Le dépistage primaire HPV a récemment été approuvé et recommandé aux États-Unis et bientôt introduit aux Pays-Bas. D’autres pays (GB, Australie, Suède, Canada) envisagent de passer au dépistage primaire HPV et plusieurs études pilotes ou de mise en œuvre sont en cours.
Les co-tests HPV-cytologie pour le dépistage primaire ont été recommandés aux États-Unis, mais ne sont pas pris en compte ailleurs. Les algorithmes sont adoptés ou proposés dans différents contextes selon la modalité de dépistage, l’âge de début, l’intervalle de dépistage et la stratégie de sortie.

Une analyse rétrospective récemment publiée à partir d’une base de données de laboratoires de diagnostic a suggéré que le dépistage HPV pourrait ne pas détecter plus de cancers du col de l’utérus que la cytologie (5). Cependant, les limites de l’étude ont été soulignées reposant sur des estimations biaisées de la sensibilité pour les tests HPV et la cytologie (6).

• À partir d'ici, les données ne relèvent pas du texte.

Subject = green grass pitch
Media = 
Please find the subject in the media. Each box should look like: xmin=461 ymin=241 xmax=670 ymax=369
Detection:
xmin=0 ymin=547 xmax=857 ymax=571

Des essais randomisés à grande échelle ont démontré que le dépistage du HPV est plus efficace (+30 %) pour détecter le CIN3 au cours du premier cycle de dépistage comparativement à la cytologie. Dans une analyse groupée de quatre essais randomisés menés en Europe, le test HPV a fourni une plus grande protection contre le cancer invasif du col utérin par rapport à la cytologie. Le risque de cancer de 3 ans après un test HPV négatif était d’environ 70 pour cent inférieur comparé à une cytologie négative (7). De plus, une grande étude observationnelle aux USA a démontré que la détection supplémentaire des lésions de CIN3+, quand la cytologie est ajoutée au test de HPV, est minime comparée à l’option d’effectuer un frottis seulement dans la situation de triage des HPV positifs.

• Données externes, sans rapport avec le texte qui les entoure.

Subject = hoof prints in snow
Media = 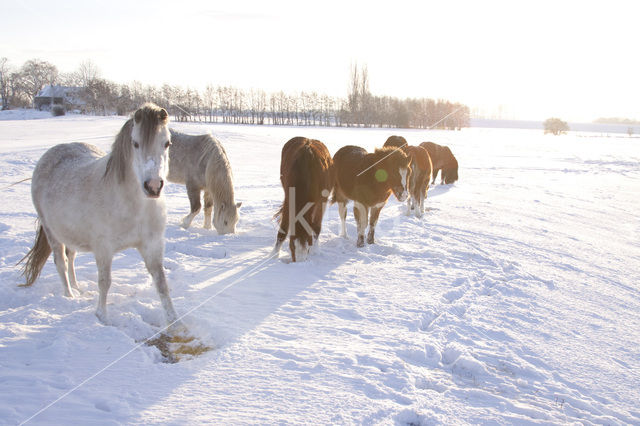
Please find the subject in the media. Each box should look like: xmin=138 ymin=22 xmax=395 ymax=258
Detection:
xmin=144 ymin=333 xmax=214 ymax=364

Toutes les stratégies de dépistage primaires nécessitent un triage supplémentaire des femmes dépistées positives. Dans le dépistage cytologique, le triage est depuis longtemps recommandé pour les femmes présentant un ASCUS, soit en utilisant la cytologie répétée ou le test HPV (8). Lors d’un co-test cytologie et HPV, des tests répétés ou un triage sont recommandés pour les femmes HPV positives ayant une cytologie normale.
Dans le dépistage primaire HPV, proposé après 30 ans, toutes les femmes positives nécessitent un triage. Il est plus efficace d’effectuer un test de triage à partir de l’échantillon de dépistage primaire (triage réflexe), plutôt que d’inviter les femmes à revenir pour un nouveau prélèvement.

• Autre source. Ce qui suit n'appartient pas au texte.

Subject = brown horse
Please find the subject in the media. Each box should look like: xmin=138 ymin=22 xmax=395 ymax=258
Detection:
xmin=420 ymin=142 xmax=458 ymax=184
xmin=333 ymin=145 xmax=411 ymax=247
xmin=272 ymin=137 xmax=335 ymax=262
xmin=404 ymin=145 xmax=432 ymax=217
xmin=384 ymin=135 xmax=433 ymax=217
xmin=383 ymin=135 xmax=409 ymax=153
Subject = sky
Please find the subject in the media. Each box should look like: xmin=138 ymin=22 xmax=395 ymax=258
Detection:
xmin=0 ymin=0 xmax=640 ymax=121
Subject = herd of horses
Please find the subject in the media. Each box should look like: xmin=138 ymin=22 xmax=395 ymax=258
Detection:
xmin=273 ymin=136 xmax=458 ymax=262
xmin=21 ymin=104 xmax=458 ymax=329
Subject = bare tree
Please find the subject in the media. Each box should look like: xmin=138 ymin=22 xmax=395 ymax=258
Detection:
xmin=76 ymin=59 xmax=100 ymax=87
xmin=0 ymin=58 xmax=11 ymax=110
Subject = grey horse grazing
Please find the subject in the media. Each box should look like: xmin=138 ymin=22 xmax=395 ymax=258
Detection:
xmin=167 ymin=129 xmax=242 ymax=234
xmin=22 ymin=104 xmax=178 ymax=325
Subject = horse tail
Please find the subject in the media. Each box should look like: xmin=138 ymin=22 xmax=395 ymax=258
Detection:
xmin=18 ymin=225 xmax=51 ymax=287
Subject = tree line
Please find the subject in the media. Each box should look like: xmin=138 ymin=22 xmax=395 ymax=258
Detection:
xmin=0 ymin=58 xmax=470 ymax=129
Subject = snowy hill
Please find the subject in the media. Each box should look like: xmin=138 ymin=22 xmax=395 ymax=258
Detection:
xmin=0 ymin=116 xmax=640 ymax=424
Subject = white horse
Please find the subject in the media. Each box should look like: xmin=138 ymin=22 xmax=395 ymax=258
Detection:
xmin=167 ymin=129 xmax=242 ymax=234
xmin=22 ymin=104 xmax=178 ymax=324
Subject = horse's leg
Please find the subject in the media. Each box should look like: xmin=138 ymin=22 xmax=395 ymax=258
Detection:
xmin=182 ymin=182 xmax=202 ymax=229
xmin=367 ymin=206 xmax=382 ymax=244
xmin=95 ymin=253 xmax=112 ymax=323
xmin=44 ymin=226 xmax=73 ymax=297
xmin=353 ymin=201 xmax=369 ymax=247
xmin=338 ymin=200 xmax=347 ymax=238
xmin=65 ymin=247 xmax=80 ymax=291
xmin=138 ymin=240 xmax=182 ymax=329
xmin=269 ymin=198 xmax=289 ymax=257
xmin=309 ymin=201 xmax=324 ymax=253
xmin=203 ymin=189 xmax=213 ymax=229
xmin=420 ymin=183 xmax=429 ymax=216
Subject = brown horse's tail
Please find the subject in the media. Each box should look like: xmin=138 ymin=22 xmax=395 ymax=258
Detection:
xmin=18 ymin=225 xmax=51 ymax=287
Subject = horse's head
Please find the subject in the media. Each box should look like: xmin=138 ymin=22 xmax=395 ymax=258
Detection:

Cytologie de triage des HPV+
Tous les programmes de dépistage HPV, suggérés ou approuvés, utilisent la cytologie pour le triage. En raison de l’augmentation du risque de précancers chez les femmes HPV positives, et parce que cette approche permet d’exclure un grand nombre de cas à très faible risque de cancer (p. Ex. ASC-US HPV neg), la cytologie devrait avoir un meilleur résultat en triage comparé au dépistage primaire. Des études récentes ont rapporté une sensibilité accrue de la cytologie pour la détection des précancers lorsqu’elle est proposée après (et pas avant) la connaissance du statut du HPV, avec cependant une perte potentielle de spécificité (9).
En Hollande, la cytologie est recommandée pour le triage de toutes les femmes HPV-positives, alors qu’aux États-Unis, la cytologie a été approuvée pour le triage de HPV positif, HPV16 / 18 négatif.

Génotypage des HPV en triage des HPV+
Dans le pool de 13 à 14 types des HPV oncogènes, le risque de précancer et de cancer varie nettement pour chaque type, ce qui indique l’intérêt potentiel du génotypage des HPV pour la stratification du risque.
Cependant, le génotypage HPV seul ne peut pas faire la différence entre une infection transitoire et un précancer ou un cancer. De façon constante dans le monde entier, HPV16 est de loin le marqueur de risque le plus élevé de CIN3+, alors que les associations de risque pour certains types moins à risque peuvent varier d’une population à l’autre (10). Puisque le génotypage individuel complet n’est pas cliniquement utile, il existe un débat sur les types qui devraient être inclus dans les tests de génotypage HPV. HPV16 et HPV18, et moins fréquemment HPV45, sont couramment inclus dans les tests de typage. Une étude récente, évaluant le risque absolu de CIN2 + lié à des génotypes individuels, a révélé un risque pour HPV33 semblable à HPV16, ce qui suggère qu’il pourrait être inclus dans les tests de génotypage HPV (11). Cependant, une étude similaire utilisant la CIN3+ a trouvé un classement différent des types de HPV derrière HPV16 (12).
Parmi les études, on s’accorde à penser que le groupe à risque le plus élevé comprend en 1er HPV 16 et le groupe à risque le plus faible, HPV 39, 56, 59, 66 et 68.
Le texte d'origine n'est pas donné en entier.